‘Ala Al-Aswani, Chicago,

‘Ala Al-Aswani, Chicago
Feltrinelli, pp. 310, euro 17.50
traduzione Bianca Longhi

Chiacago, America del Nord. Terra dura, fredda, in cui le vite di un gruppo di studenti borsisti dall’Egitto si intrecciano alle esistenze di chi nell’università già lavora da anni. Un argomento distante da tutti che però è trattato con una discreta arguzia dall’autore, già noto al pubblico per Palazzo Yacubian, tanto da renderlo più che accettabile per chi voglia scoprire aspetti poco noti del mondo globale.
Perché proprio di quel mondo si tratta in questo libro. Gli studenti arrivano tutti con una borsa di studio dall’Egitto; nella facoltà di istologia, dove si svolgono le vicende, c’è una discreta presenza di professori immigrati e le capacità degli studenti egiziani sono ampiamente riconosciute. Ciononostante, non basta essere capaci; il responsabile degli studenti, Ahmad Danana, è un incapace messo in quel posto per tenere sotto tallone eventuali moti d’indipendenza dei ragazzi momentaneamente immigrati. Quando arriva la notizia dell’arrivo del presidente egiziano a Chicago, il suo diretto superiore, Safwat Shaker, che mira ad un ruolo nel governo, mette in allerta i suoi uomini per garantire un’accoglienza degna a Mubarak (il nome del presidente non è comunque direttamente menzionato).

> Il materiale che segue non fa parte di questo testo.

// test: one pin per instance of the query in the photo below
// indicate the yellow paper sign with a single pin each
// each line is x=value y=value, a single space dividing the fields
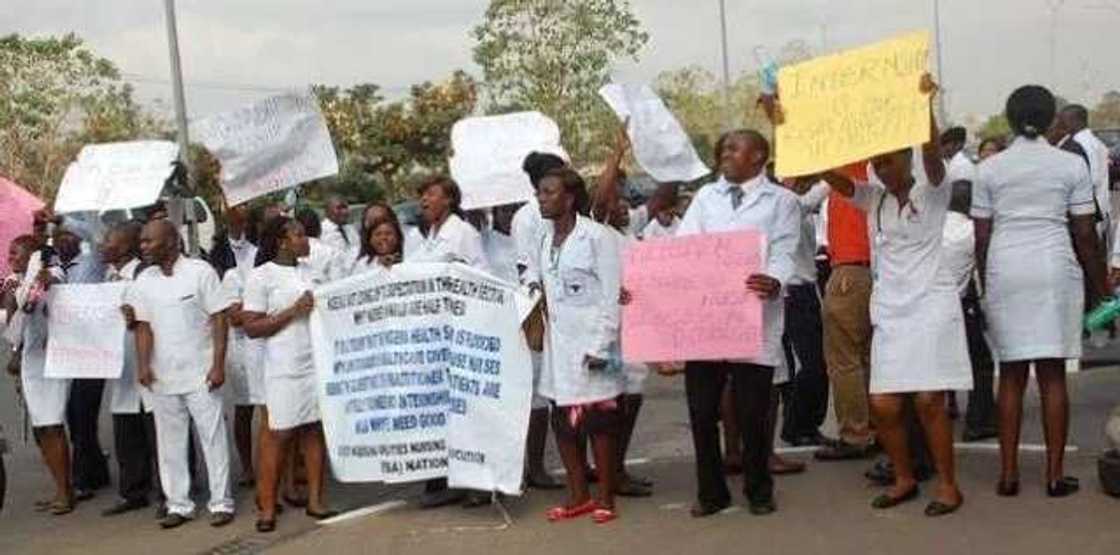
x=849 y=106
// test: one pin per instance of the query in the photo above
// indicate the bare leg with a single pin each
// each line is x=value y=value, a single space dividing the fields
x=890 y=429
x=1055 y=397
x=733 y=442
x=1013 y=383
x=55 y=451
x=939 y=433
x=606 y=454
x=315 y=451
x=243 y=439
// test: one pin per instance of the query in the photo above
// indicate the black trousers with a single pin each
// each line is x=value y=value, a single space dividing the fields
x=805 y=397
x=981 y=410
x=134 y=441
x=752 y=386
x=90 y=467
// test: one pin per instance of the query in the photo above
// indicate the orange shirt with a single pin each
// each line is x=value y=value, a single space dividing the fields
x=848 y=240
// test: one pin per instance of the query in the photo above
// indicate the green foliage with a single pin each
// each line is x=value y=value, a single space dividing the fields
x=553 y=56
x=381 y=144
x=55 y=96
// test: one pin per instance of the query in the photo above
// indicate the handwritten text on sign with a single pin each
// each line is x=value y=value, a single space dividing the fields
x=852 y=105
x=270 y=146
x=86 y=331
x=690 y=300
x=423 y=374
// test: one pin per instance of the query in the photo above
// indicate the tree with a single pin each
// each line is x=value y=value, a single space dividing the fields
x=381 y=144
x=57 y=95
x=553 y=56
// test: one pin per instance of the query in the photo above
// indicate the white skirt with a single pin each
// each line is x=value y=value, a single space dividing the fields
x=46 y=398
x=921 y=348
x=292 y=401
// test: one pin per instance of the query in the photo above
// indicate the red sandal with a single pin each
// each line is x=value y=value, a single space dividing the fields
x=602 y=515
x=557 y=514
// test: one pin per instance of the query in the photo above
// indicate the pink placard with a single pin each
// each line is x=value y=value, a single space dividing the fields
x=689 y=299
x=17 y=207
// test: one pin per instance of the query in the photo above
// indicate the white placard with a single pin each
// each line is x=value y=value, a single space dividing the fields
x=661 y=146
x=269 y=146
x=488 y=152
x=117 y=176
x=423 y=373
x=86 y=331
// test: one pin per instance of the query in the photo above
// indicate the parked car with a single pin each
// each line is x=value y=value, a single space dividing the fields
x=1111 y=138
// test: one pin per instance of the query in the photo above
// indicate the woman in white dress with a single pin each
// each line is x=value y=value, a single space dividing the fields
x=277 y=304
x=580 y=273
x=46 y=398
x=1027 y=200
x=918 y=347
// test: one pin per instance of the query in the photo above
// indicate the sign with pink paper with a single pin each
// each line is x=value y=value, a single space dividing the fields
x=689 y=299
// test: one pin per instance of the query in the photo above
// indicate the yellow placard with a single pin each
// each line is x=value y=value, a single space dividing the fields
x=849 y=106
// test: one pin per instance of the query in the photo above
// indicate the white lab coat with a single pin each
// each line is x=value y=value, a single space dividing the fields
x=918 y=342
x=127 y=395
x=581 y=281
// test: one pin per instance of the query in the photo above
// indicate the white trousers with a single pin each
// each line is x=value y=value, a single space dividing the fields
x=174 y=414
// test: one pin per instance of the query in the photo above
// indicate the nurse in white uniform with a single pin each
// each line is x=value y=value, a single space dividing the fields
x=580 y=274
x=277 y=304
x=918 y=347
x=45 y=398
x=1027 y=200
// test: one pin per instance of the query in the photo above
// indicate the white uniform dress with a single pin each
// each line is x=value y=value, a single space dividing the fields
x=581 y=281
x=455 y=241
x=918 y=342
x=46 y=397
x=127 y=395
x=1035 y=295
x=290 y=383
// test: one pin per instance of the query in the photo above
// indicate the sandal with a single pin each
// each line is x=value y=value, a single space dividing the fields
x=603 y=516
x=557 y=514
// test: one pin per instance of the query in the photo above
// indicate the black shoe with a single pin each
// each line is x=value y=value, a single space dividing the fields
x=886 y=501
x=842 y=451
x=173 y=520
x=759 y=507
x=221 y=518
x=702 y=509
x=981 y=433
x=1064 y=487
x=126 y=506
x=441 y=498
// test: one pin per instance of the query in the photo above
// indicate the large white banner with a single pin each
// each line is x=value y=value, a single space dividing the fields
x=487 y=153
x=661 y=146
x=270 y=146
x=423 y=373
x=86 y=331
x=117 y=176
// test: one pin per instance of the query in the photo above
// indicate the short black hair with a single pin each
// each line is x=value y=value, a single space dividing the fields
x=539 y=163
x=954 y=134
x=574 y=185
x=1030 y=111
x=313 y=225
x=1078 y=113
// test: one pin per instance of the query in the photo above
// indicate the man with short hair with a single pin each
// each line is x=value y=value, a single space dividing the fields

Alcuni degli studenti sono comunque, nonostante i tentativi di controllo, ostili al regime e si arriva così ad un tentativo di protesta; mentre Shaima, la più innocente studentessa che si potesse immaginare, travolta e ingannata, dalla passione, e dalla fiducia, per Tareq si avvia ad abortire il figlio concepito nel peccato, un gruppo di studenti fiancheggiati da alcuni professori si preparano alla lettura di un manifesto che denuncia la corruzione e le pratiche anti democratiche dell’Egitto contemporaneo.
Si arriva così al finale, in cui, classicamente, tutti i nodi vengono al pettine; ci saranno aborti e rinascite miracolose, morti e insuccessi; lo scrittore, che vive e lavora in Egitto (dove ha fondato un’associazione per la difesa dei diritti civili), usa gli elementi raccolti nella sua giovinezza in America per raccontare una storia che di americano ha solo i luoghi (oltre ad un paio di professori che incarnano gli stereotipi dell’Americano e del Rivoluzionario).
Chicago, un Palazzo Yacubian più grande?